Almost all metals in use today are in an alloyed form rather than a pure state. The process of alloying involves combining two or more substances together while molten. Combining the metals in the right proportions results in a new metal mixture, or alloy, that may have enhanced features such as increased strength, conductivity, malleability or resistance to rust. The particular mixture of substances in the alloyed metal will depend on the use to which it will be put. Metals used in wiring need to be malleable and conductive, while metals used in construction usually need to be strong. Since the qualities of the alloy may be affected by the ratios of different substances combined as well as the particular substance used, the number of different alloys is practically limitless.
When discussing the strength of metals and other materials, it is important to remember that there is more than one type of strength. Yield strength is the degree to which a material can be put under stress until its elasticity fails and it is deformed permanently. The force required to make the material bend permanently and not bounce back would be its yield strength.

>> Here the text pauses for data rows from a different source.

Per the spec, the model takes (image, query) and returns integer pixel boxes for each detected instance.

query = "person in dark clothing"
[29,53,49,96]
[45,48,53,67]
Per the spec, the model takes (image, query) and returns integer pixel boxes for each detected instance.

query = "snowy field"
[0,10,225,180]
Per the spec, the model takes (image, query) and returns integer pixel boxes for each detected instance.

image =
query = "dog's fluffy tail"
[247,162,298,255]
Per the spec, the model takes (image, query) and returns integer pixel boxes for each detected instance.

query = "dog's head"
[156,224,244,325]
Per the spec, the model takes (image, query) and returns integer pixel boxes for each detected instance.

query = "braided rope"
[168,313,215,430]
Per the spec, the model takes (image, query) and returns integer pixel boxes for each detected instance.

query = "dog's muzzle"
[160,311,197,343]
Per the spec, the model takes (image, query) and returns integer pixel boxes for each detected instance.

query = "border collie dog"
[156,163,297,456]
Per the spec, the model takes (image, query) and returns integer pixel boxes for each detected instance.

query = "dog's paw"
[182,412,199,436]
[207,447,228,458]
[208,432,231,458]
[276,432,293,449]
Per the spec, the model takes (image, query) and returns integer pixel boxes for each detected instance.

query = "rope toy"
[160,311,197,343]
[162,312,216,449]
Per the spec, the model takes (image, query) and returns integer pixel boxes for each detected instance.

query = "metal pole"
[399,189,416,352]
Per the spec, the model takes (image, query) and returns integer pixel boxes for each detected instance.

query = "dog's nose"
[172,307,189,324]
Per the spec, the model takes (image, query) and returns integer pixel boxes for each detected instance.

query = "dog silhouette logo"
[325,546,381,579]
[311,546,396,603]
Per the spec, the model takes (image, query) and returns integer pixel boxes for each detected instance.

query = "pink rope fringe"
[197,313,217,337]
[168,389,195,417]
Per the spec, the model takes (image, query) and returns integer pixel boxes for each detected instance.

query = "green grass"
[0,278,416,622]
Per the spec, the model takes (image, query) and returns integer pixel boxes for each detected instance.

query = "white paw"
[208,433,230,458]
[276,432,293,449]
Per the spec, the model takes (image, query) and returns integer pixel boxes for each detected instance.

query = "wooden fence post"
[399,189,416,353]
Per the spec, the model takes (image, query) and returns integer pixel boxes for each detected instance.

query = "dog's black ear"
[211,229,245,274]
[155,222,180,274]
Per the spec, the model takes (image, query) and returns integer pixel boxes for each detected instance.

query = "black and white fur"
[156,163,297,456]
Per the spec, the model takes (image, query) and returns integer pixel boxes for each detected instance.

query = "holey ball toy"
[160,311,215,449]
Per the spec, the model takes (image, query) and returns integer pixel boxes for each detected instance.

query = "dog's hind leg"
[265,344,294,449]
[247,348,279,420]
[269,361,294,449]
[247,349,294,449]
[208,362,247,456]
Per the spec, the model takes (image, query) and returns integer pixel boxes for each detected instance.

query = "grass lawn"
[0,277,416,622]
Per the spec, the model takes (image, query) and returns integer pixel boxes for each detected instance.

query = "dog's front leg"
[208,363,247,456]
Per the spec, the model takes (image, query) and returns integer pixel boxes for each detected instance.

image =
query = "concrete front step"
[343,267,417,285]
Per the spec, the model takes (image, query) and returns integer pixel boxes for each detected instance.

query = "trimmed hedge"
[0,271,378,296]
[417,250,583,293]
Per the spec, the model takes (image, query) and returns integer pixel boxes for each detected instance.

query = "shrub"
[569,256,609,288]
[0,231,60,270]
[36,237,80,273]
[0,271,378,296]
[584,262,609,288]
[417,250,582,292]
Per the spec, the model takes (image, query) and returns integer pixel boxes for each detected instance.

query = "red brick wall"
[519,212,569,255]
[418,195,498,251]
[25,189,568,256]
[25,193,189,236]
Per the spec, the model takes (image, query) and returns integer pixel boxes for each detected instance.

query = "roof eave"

The tensile strength of a material is the amount of pulling force that can be applied before it weakens and breaks. If something were suspended from a wire, the amount of weight that could be suspended before the wire snapped would be the wire’s tensile strength. The two types of strengths don’t always go hand in hand. In many cases, substance A may have a higher yield strength than substance B, but substance B may have the higher tensile strength.
Comparison of Metals
Although the order varies slightly according to which strength is being looked at, the top 10 metals are the same for each strength. In fact, the top four metals in each list are all iron alloys: maraging steel, which has high contents of nickel, cobalt, and molybdenum; some of the stainless steel alloys with differing amounts of chromium, silicon, nickel, and manganese; other steel alloys with smaller amounts of nickel and traces of molybdenum and carbon; and an alloy called steel iron-nickel, which has some nickel and a trace of carbon. The fifth strongest metal is an alloy called inconel, which is mostly nickel, but has large amounts of chromium and iron as well, and smaller amounts of niobium, molybdenum, titanium, and aluminum. The sixth strongest metal is another iron alloy, tool steel, with tungsten, molybdenum, chromium and vanadium added. No. 7 is a tungsten alloy with nickel and copper. Eight and nine are a titanium alloy with aluminum added, and a cobalt-chromium alloy with additions of tungsten, nickel, and carbon. No. 10 on both lists is pure titanium.